Entre frituras y pizzas, los kioscos cercanos al hospital de Matanzas venden todo tipo de fármacos
Matanzas
“Excepto la sangre para la cirugía, todo lo demás lo tuve que comprar aquí afuera, entre panes y confituras”
Matanzas/Apenas el sol calienta el pavimento frente al hospital Faustino Pérez, en Matanzas, ya la acera comienza a llenarse de estudiantes de Medicina, familiares de pacientes y curiosos que merodean entre los kioscos azules y rojos alineados en la avenida. La escena es habitual: un pequeño hervidero donde se mezclan el olor a pizzas recién hechas, el ruido de los mototaxis esperando clientes y las conversaciones de quienes buscan algo para comer… o algo mucho más urgente.
Sandra es una de ellas. Después de horas intentando conseguir en la farmacia hospitalaria las tabletas de paracetamol que le recetaron para sus molestias articulares, salió con las manos vacías. Este jueves se la ve entre los kioscos, ajustando el bolso al hombro, respirando con agotamiento. “Solo están dando algunos de los medicamentos a los pacientes ingresados”, comenta sin imaginar que, junto a un mostrador de jugos y frituras, encontraría la solución que no pudo darle el sistema de salud pública.
En uno de esos puestos, apenas perceptible detrás del cartel de batidos y pizzas, una empleada sostiene un bolso grande donde conviven refrescos con frascos de pastillas, blísteres y varios paquetes de jeringuillas. “Ella tiene complejos vitamínicos, antibióticos y hasta agujas”, cuenta Sandra, mientras enseña la bolsita con el paracetamol de 500 mg que acaba de comprar por 900 pesos. “Si no lo hago así, los dolores me matan. Por eso las farmacias del gobierno están vacías, porque no hay quien controle esta venta clandestina”.
Sandra también necesita Captopril para su madre, que lleva más de seis meses sin poder adquirirlo en la farmacia estatal. “No me alcanza el dinero para pagar los 350 pesos que cuesta ahí mismo afuera, si no lo hubiera comprado”.
“Junto con una malta pagué el hilo de sutura para la operación de mi esposa”, relata Leonardo, un matancero que conoce bien el circuito informal. “El cirujano mismo me indicó dónde debía ir y a quién tenía que ver”. Sus palabras no sorprenden a nadie: muchos en esa zona han pasado por lo mismo. “Excepto la sangre para la cirugía, todo lo demás lo tuve que comprar aquí afuera. Entre panes y confituras, si tienes el dinero aparece cualquier cosa”.
El costo total de los insumos para la cirugía de su esposa rondó los 5.000 pesos: seis pares de guantes desechables –“a 250 pesos cada uno, vendidos por un tipo que hace pan con minuta de pescado”–, más antibióticos, más soluciones salinas, más suturas. “El colmo”, cuenta, “después de ser operada, mi esposa tenía fiebre. Como en la sala no había un termómetro, vine directo para acá y compré uno en 2.300 pesos”.

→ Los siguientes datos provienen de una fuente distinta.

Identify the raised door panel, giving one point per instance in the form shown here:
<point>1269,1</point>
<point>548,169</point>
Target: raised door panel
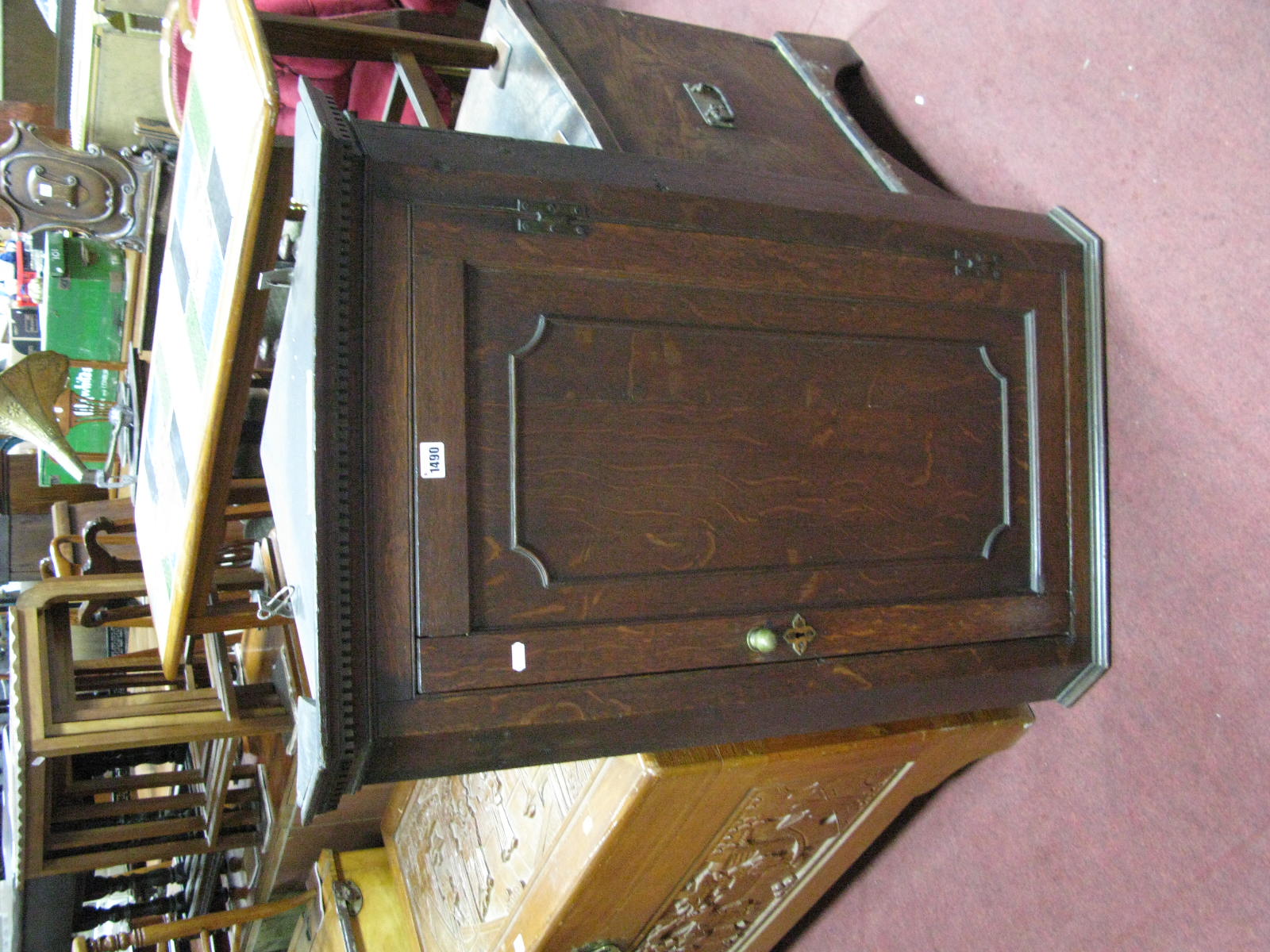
<point>658,461</point>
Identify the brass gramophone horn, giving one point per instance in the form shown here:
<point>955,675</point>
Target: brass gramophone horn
<point>27,393</point>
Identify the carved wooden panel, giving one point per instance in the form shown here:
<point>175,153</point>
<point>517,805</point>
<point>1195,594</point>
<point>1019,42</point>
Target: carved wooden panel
<point>704,850</point>
<point>778,835</point>
<point>99,194</point>
<point>469,846</point>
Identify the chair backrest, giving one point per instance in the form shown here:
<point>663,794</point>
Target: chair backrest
<point>107,196</point>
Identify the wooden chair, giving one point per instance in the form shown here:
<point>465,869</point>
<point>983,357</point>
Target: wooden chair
<point>406,40</point>
<point>89,823</point>
<point>65,714</point>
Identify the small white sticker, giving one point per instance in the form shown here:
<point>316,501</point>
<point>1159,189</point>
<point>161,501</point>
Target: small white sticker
<point>432,461</point>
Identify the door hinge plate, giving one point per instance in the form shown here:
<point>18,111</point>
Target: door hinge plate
<point>976,264</point>
<point>552,219</point>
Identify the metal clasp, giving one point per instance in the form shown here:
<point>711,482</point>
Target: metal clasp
<point>277,603</point>
<point>713,105</point>
<point>799,635</point>
<point>348,905</point>
<point>550,219</point>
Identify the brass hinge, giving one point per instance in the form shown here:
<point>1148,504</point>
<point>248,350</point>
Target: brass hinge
<point>977,264</point>
<point>552,219</point>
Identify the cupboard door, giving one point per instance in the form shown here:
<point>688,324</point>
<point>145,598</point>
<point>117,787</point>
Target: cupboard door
<point>671,437</point>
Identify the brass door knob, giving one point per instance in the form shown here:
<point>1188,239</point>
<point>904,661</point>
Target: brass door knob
<point>762,640</point>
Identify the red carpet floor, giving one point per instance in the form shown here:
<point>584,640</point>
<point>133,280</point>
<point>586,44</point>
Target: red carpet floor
<point>1141,819</point>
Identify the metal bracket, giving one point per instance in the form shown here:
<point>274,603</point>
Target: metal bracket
<point>713,105</point>
<point>552,219</point>
<point>348,904</point>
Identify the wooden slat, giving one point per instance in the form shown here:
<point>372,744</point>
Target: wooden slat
<point>308,36</point>
<point>410,79</point>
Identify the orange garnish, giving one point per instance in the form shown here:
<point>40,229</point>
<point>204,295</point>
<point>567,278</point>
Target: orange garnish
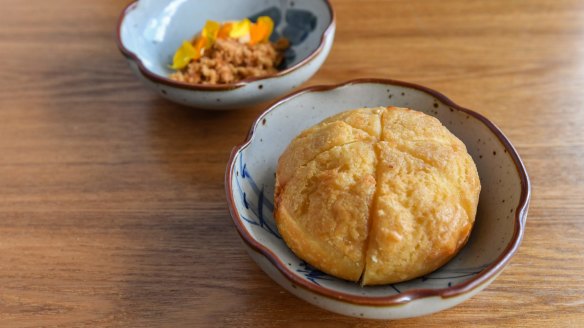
<point>184,55</point>
<point>210,32</point>
<point>244,31</point>
<point>224,31</point>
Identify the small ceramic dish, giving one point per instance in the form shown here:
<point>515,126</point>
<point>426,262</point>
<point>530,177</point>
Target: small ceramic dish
<point>499,224</point>
<point>150,31</point>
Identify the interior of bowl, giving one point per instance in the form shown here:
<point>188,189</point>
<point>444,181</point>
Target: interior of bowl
<point>153,29</point>
<point>503,189</point>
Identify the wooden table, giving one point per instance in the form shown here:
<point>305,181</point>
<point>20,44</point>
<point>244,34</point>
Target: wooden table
<point>112,207</point>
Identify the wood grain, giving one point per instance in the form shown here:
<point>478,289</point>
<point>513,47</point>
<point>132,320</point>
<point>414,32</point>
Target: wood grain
<point>112,210</point>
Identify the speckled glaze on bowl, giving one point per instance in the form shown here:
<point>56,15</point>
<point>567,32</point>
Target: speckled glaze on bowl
<point>496,236</point>
<point>150,31</point>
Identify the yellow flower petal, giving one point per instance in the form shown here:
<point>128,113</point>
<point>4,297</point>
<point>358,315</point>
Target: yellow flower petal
<point>224,31</point>
<point>240,29</point>
<point>183,56</point>
<point>210,32</point>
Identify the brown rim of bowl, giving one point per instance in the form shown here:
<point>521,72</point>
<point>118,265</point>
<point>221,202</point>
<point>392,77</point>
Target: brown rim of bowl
<point>220,87</point>
<point>485,275</point>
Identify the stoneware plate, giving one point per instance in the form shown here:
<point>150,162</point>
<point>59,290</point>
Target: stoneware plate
<point>497,233</point>
<point>150,31</point>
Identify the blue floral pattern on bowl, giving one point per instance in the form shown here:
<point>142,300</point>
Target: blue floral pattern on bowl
<point>259,208</point>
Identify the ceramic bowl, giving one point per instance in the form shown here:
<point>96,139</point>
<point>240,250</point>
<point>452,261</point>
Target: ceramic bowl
<point>150,31</point>
<point>499,224</point>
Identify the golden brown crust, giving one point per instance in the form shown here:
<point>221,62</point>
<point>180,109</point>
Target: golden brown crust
<point>382,194</point>
<point>323,210</point>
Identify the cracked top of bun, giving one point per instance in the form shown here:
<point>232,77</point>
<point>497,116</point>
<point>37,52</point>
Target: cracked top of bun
<point>376,195</point>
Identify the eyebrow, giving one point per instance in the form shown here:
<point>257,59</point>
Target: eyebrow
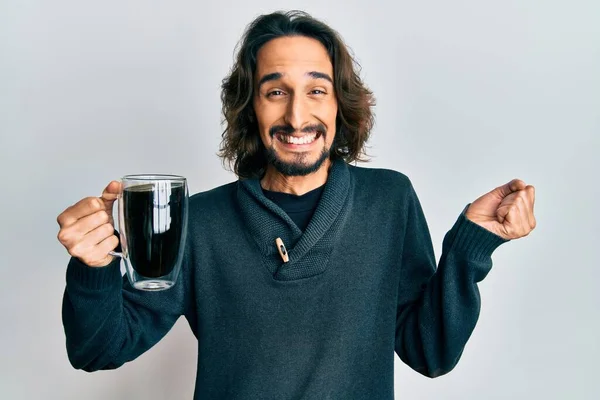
<point>278,75</point>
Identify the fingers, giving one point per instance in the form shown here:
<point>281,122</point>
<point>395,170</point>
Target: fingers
<point>508,188</point>
<point>82,208</point>
<point>111,192</point>
<point>93,248</point>
<point>517,211</point>
<point>86,228</point>
<point>75,233</point>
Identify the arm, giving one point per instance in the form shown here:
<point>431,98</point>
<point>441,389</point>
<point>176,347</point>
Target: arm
<point>439,307</point>
<point>107,322</point>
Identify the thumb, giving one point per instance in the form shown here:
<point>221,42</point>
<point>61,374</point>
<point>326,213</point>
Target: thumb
<point>110,194</point>
<point>510,187</point>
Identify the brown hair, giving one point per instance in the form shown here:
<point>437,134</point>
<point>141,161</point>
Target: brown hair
<point>241,145</point>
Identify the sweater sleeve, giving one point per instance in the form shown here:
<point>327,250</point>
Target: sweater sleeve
<point>107,322</point>
<point>438,307</point>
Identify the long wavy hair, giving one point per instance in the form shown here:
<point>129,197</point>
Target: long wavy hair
<point>241,147</point>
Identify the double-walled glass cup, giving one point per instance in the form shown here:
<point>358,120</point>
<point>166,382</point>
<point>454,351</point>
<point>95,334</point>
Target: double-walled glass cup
<point>153,217</point>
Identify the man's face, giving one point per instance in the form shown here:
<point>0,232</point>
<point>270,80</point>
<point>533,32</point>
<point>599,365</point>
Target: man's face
<point>295,103</point>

Laura, estudiante de tercer año de Medicina, aprovecha un descanso entre guardias para conseguir Amoxicilina, que su padre necesita con urgencia. La joven, con su bata blanca, conversa con otras estudiantes y lleva un billete doblado entre los dedos. “Voy a esperar a que se vaya un poco de gente. Ya sé quién la vende. Siempre reviso la fecha de vencimiento antes de comprar”, asegura.
Ella misma detalla lo que se mueve en esos kioscos: “Lo mismo te encuentras aspirinas hechas en Cuba que antidepresivos con etiqueta de Estados Unidos”. Nada aparece en las tablillas: ni Loratadina, ni Cefalexina, ni Rosefín, pero todos saben que están disponibles… al precio del día. “Las medicinas suben igual o más que la comida. Muchos vienen a comerse una pizza y terminan comprando pastillas. Es una opción”.
Mientras Laura se aleja con discreción, más estudiantes llegan, más familiares esperan, más vendedores acomodan cajas o revisan discretamente dentro de sus mochilas. Entre pizzas, refrescos y colas interminables, está todo aquello que las farmacias estatales no pueden ofrecer.